Je veux une République qui considère la diaspora non comme une exception administrative ou une simple réserve financière, mais comme un pilier de sa transformation.

Je veux un État qui regarde ses citoyens de l’extérieur comme des partenaires égaux, porteurs d’idées, de solutions, de savoirs.

Je veux que chaque Gabonais, où qu’il vive, se sente pleinement citoyen – non pas tous les cinq ans, mais chaque jour.

Conclusion : le Gabon du XXIe siècle se construira avec tous ses enfants

En donnant à la diaspora une place pleine et entière dans notre vie publique, nous ne faisons pas une concession : nous posons un acte de lucidité politique. Nous reconnaissons que la société gabonaise est devenue transnationale, que ses ressorts de développement sont éparpillés, mais connectés.

> La diaspora n’est pas une option. Elle est une chance. Elle est un accélérateur. Elle est une conscience critique.

Le Gabon de demain ne pourra réussir sans elle.

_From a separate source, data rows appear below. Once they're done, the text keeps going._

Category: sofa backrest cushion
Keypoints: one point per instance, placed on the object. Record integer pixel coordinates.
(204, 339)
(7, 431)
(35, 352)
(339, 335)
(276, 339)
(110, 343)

*Hugues Awanhet Ntawanga – Docteur en anthropologie, politologue et candidat indépendant aux élections législatives à la circonscription Europe, Amérique et Asie.

 
GR
 

1 Commentaire

  1. Biswe dit :

    La diaspora gabonaise…une « entité » informe a laquelle on a bien du mal donner une représentation claire. Quelle est-elle? De combien de compatriotes parle-t-on , pour quelle dispersion dans le monde et pour quelle valeur ajoutée…réelle? Bref, beaucoup questions qui attendent certainement des éclaircissements!